Exposure to volatile organic compounds in the passenger compartment of automobiles during periods of normal and malfunctioning operation.

In-vehicle exposures to selected gasoline-derived volatile organic compounds (VOCs) and formaldehyde were examined on 113 commutes through suburban New Jersey and on 33 New Jersey/New York commutes using measurements taken in two vehicles driven in tandem during 1991-1992. Overall median exposures to VOCs were lowest on the suburban commute, slightly higher on the New Jersey Turnpike, and highest in transit through the Lincoln Tunnel. Median in-vehicle concentrations of benzene, ethylbenzene, m- and p-xylene, and o-xylene were 14 microg/m3, 6.8 microg/m3, 36 microg/m3, and 15 microg/m3, respectively. For a motorist who commutes 93.2 min daily (6.5% of the day), this corresponds to 12.1%, 10.8%, 14.9%, and 14.7% of the total daily exposures to these compounds. One vehicle, with a carbureted engine, developed malfunctions which caused gasoline emissions within the engine compartment during driving. Resultant gasoline-derived VOC concentrations in this vehicle measured much higher than in the properly maintained, fuel-injected vehicle, particularly for the low ventilation extreme. The highest in-vehicle benzene concentration measured during these malfunctions was 45.2 microg/m3. The air concentration in the vehicle driven in tandem was a factor of 25 less (1.8 microg/m3). A motorist who drives for the average daily period of 93.2 min/day in this malfunctioning automobile will have a benzene exposure of 2.8 (microg/m3)day, compared to 0.1 (microg/m3)day in the properly functioning vehicle.

Exposure to emissions from gasoline within automobile cabins.
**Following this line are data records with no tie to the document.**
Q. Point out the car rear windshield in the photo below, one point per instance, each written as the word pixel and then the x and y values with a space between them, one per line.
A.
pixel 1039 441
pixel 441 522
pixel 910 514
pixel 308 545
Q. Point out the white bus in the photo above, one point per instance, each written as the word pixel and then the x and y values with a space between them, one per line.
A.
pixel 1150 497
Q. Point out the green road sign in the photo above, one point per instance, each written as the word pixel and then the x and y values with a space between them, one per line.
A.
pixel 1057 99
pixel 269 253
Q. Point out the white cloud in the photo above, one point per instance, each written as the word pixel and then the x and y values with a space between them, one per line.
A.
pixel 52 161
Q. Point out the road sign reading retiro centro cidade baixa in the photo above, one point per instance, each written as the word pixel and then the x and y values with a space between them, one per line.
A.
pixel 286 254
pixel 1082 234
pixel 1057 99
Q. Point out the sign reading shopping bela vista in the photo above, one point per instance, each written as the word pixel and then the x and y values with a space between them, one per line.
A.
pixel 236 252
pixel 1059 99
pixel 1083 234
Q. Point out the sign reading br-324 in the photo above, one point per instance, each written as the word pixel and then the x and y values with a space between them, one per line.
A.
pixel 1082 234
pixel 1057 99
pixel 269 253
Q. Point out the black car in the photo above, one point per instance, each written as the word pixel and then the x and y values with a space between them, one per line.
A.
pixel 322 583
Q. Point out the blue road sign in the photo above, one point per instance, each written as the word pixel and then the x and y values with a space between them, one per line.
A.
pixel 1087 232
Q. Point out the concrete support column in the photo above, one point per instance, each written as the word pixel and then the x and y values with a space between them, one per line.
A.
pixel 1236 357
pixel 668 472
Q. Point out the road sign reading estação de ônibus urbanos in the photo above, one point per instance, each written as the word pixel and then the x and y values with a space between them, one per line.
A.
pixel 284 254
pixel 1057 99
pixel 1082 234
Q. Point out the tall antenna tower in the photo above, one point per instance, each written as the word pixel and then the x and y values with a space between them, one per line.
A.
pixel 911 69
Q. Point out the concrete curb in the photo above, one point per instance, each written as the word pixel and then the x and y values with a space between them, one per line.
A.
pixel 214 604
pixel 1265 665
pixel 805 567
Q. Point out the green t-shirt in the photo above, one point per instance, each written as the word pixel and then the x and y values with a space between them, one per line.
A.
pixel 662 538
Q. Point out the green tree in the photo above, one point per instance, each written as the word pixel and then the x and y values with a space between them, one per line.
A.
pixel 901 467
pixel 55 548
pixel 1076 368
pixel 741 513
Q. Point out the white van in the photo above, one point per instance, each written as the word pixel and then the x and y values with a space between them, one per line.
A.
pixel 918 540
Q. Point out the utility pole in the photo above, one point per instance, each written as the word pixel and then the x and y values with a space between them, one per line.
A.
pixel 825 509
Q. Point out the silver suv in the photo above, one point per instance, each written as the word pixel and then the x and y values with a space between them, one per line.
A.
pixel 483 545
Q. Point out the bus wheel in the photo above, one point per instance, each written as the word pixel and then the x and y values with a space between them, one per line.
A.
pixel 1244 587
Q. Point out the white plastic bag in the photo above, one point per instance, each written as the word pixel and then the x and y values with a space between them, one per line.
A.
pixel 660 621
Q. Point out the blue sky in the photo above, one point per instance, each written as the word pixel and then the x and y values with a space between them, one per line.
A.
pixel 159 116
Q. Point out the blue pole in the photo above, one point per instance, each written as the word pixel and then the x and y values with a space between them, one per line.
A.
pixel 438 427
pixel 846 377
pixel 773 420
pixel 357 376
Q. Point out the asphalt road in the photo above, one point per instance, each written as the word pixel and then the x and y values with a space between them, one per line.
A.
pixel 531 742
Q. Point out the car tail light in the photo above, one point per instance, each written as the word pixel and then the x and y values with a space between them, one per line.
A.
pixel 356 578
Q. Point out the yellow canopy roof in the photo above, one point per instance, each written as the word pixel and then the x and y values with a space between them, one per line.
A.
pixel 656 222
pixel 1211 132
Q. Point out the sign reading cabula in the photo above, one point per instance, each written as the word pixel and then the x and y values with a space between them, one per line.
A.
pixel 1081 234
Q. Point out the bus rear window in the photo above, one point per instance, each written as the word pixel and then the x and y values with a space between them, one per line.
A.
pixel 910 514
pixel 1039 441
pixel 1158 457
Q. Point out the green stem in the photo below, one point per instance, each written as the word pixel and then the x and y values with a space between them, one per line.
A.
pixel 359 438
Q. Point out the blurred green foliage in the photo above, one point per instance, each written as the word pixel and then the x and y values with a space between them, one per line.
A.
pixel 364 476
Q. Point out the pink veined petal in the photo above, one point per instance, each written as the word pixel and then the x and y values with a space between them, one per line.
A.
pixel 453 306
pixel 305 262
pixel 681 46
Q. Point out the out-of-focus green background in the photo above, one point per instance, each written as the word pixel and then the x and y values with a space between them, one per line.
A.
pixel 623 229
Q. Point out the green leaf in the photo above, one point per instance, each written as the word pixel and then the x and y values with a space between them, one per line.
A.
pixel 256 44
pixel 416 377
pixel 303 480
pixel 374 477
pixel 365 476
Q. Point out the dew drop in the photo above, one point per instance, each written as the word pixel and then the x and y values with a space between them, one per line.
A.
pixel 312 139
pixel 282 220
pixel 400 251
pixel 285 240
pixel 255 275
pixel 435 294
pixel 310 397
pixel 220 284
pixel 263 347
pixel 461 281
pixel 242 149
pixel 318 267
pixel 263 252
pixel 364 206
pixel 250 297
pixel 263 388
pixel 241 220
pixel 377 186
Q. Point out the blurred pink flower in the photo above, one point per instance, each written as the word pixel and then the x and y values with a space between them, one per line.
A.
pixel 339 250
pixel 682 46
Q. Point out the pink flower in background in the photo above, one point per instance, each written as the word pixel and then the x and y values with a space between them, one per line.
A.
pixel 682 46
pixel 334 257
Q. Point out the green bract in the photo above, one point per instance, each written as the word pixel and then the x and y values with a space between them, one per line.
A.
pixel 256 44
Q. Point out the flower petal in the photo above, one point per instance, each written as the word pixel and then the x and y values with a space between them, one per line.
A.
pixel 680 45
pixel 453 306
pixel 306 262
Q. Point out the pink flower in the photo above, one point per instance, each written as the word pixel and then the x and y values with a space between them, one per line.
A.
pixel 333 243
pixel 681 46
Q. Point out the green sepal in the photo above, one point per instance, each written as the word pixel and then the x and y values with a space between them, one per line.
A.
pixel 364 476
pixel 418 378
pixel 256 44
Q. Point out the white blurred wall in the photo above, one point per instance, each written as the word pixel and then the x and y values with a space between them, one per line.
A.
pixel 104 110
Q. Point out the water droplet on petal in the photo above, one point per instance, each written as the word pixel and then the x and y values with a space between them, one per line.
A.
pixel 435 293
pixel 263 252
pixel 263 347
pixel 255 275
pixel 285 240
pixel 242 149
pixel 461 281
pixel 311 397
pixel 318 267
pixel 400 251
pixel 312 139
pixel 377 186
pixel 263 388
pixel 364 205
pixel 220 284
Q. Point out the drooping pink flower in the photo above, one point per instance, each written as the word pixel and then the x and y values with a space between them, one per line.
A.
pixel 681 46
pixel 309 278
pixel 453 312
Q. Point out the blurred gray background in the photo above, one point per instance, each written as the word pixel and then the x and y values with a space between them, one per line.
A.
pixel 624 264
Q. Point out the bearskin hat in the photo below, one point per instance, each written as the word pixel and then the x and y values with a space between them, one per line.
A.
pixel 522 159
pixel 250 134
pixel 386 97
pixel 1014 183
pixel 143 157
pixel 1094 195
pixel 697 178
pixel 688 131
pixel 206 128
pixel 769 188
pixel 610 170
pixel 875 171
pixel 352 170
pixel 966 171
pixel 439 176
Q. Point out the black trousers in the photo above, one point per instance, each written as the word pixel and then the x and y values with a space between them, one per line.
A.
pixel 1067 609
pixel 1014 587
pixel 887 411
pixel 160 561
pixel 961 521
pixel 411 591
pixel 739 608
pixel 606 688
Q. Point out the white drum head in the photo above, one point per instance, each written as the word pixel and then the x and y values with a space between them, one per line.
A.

Gasoline is emitted from automobiles as uncombusted fuel and via evaporation. Volatile organic compounds (VOC) from gasoline are at higher levels in roadway air than in the surrounding ambient atmosphere and penetrate into automobile cabins, thereby exposing commuters to higher levels than they would experience in other microenvironments. Measurements of VOC concentrations and carbon monoxide were made within automobiles during idling, while driving on a suburban route in New Jersey, and on a commute to New York City. Concentrations of VOC from gasoline were determined to be elevated above the ambient background levels in all microenvironments while VOC without a gasoline source were not. The variability of VOC concentrations with location within the automobile was determined to be smaller than inter-day variability during idling studies. VOC and carbon monoxide levels within the automobile cabin differed among the different routes examined. The levels were related to traffic density and were inversely related to driving speed and wind speed. Overall, daily VOC exposure for gasoline-derived compounds during winter commuting in New Jersey was estimated to range between 5 and 20% and constituted between 15 and 40% of an individual's daily exposure based on comparison to urban and suburban settings, respectively. VOC exposure during commuting in Southern California was estimated to range between 15 and 60%.